MB41: The Occult and the Third Reich, Part 3 (Himmler the Mystic) (aired March 2, 1994). The conclusion, centered on Heinrich Himmler’s mysticism and the cultic apparatus he built around the SS, including Wewelsburg castle. The three episodes are collected with scholarly context in our Occult History of the Third Reich hub. Full study guide coming soon.
Part Ten: The Final Broadcast (1996)
MB42: Darkness (aired September 20, 1996). After a gap of two and a half years, Cooper closed the series with a final reflective broadcast. Shorter and more somber than the rest, it returns to the series’ opening themes of light, darkness, and knowledge, and ends the project where it began: with Cooper telling listeners to do their own research. Full study guide coming soon.

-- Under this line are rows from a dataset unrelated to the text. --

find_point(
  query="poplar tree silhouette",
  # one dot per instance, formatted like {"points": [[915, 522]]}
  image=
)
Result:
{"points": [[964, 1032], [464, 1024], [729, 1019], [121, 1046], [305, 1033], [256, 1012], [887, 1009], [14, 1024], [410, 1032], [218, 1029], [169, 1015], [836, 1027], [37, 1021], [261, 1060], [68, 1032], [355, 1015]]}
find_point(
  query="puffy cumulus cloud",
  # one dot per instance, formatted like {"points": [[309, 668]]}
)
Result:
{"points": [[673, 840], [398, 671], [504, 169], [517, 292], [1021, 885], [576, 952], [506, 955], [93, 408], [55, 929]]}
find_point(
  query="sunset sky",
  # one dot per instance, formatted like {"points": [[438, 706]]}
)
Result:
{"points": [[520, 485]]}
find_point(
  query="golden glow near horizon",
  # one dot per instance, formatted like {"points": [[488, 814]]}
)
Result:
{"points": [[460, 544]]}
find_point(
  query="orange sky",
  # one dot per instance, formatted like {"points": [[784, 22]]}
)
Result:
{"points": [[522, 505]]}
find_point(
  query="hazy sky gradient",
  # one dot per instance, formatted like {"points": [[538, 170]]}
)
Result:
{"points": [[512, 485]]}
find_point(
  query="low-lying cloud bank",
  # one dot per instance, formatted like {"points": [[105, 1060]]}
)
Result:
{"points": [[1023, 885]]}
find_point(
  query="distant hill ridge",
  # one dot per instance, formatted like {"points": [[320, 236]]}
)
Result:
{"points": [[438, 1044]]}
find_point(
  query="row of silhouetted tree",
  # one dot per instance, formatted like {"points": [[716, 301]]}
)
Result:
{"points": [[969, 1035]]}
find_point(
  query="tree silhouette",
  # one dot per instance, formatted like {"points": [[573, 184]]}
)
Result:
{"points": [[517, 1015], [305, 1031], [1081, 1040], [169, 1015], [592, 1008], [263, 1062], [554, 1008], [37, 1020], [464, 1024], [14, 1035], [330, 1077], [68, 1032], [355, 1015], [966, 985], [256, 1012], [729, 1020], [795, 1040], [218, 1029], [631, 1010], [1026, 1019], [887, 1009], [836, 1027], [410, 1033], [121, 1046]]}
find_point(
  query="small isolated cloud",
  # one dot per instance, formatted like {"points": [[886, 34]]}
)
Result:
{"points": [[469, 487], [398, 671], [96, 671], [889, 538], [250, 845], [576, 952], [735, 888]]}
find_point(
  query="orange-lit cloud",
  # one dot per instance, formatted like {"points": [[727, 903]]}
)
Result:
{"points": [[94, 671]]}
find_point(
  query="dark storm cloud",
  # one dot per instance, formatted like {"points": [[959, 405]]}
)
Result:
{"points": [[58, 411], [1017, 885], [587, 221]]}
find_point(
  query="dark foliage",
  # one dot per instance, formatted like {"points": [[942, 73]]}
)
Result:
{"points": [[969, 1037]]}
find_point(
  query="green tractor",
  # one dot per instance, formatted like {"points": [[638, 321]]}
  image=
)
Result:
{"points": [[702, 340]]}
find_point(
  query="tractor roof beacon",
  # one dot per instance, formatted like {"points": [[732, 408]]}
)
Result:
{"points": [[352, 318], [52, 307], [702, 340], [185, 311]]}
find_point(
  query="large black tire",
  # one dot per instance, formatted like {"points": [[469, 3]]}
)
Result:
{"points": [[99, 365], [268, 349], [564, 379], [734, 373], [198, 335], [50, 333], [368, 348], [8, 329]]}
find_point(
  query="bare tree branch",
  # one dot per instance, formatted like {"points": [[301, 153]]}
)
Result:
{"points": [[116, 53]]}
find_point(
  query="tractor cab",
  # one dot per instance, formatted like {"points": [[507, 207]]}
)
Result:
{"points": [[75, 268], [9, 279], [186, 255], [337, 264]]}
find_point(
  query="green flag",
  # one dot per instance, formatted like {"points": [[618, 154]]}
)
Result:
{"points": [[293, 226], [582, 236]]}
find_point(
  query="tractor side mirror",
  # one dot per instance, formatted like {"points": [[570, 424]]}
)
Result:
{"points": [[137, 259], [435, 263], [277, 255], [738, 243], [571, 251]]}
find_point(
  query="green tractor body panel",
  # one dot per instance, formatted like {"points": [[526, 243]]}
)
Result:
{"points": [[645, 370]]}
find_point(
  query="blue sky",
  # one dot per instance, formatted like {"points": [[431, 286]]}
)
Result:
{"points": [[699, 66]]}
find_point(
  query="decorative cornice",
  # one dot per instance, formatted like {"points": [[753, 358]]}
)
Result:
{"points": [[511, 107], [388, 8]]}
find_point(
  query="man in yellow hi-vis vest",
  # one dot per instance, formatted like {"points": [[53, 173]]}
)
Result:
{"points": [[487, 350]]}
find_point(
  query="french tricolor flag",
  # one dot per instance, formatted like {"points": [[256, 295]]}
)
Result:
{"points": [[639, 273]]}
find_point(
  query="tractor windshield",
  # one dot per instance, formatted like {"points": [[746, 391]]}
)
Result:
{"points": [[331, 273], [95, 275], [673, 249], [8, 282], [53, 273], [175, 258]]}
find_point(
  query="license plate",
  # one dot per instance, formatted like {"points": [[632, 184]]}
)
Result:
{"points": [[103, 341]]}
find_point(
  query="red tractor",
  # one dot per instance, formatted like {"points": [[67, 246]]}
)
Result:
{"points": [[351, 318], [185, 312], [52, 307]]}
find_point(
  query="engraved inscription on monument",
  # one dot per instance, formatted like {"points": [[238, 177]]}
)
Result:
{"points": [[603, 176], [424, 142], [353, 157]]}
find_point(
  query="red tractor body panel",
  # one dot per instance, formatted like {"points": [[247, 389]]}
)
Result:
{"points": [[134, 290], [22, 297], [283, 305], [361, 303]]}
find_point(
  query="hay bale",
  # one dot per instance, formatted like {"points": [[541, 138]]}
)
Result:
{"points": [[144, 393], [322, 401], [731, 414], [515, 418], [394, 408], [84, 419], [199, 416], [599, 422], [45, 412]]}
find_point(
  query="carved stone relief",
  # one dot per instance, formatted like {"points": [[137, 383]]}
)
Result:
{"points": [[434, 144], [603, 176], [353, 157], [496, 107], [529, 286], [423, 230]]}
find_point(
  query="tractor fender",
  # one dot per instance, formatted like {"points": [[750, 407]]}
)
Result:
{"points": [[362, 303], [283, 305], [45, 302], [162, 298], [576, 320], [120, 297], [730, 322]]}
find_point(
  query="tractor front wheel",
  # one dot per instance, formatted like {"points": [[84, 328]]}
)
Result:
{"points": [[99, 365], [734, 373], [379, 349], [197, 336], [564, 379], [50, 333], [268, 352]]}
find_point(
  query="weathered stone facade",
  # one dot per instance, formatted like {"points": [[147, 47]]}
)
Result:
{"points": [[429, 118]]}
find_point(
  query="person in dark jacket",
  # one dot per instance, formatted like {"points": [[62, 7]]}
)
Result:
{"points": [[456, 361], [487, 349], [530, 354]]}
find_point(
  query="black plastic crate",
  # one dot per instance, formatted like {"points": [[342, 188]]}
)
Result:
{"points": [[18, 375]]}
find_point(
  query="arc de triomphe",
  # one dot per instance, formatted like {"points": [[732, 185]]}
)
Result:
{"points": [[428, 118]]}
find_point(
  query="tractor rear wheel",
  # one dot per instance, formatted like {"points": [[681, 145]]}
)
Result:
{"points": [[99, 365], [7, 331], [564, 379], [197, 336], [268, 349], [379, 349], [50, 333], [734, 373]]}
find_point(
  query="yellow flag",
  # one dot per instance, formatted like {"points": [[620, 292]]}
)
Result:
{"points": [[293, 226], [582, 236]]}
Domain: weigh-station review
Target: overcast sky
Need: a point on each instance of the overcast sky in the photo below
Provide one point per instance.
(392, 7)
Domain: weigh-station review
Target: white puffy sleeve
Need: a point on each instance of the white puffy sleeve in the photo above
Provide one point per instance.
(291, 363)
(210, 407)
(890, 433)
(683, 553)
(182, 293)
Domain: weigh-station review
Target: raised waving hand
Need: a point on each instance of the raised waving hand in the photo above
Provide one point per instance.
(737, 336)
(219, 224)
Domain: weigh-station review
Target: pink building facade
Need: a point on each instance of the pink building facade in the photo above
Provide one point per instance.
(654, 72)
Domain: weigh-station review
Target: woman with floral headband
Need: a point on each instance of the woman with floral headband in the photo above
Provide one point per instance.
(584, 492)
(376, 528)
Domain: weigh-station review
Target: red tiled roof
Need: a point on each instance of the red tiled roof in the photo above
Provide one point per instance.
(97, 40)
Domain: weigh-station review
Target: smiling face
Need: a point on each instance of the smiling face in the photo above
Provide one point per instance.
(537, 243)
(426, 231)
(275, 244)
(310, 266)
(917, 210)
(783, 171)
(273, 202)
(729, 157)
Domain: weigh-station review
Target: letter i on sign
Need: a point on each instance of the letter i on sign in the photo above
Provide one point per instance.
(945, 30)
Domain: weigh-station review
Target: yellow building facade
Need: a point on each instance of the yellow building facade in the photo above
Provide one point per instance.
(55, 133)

Frequently Asked Questions
How many episodes are in Bill Cooper’s Mystery Babylon series?
There are 42 episodes as the series circulates, numbered MB00 through MB42 with no episode 33. They aired on shortwave station WWCR between February 11, 1993 and September 20, 1996, with the bulk broadcast in 1993 and early 1994.
Where can I listen to the Mystery Babylon series for free?
The full series is streamable at no cost on the Internet Archive in the William Cooper Mystery Babylon collection. We embed those same players on our episode pages. We do not host audio files and do not offer downloads.
Are there official transcripts of Mystery Babylon?
This site does not publish transcripts, in whole or in part. For official materials, including transcripts and recordings offered by Cooper’s estate, visit hourofthetime.com, the official Hour of the Time site. Our episode guides are original summaries and analysis written from study of the broadcasts.
What order should I listen to Mystery Babylon in?
Broadcast order. The series was structured as a course, and Cooper built later arguments on terms defined in the early episodes. Start with MB00: The Dawn of Man. If you want a single representative episode first, most listeners start with MB13: The Skull and Bones.
Is the Mystery Babylon series historically accurate?
The series mixes documented history, contested interpretation, and claims that mainstream historians reject. Cooper read from real books, many of which you can verify in our sources section, but his connecting thesis of one continuous secret religion is not accepted scholarship. Our guides flag where his account and the historical record diverge.
What does the name Mystery Babylon mean?
It is a phrase from Revelation 17:5 in the King James Bible. Cooper borrowed it as a label for the ancient mystery religion he believed survives in secret societies. The biblical figure and its traditional interpretations are covered on our page Mystery Babylon in Revelation.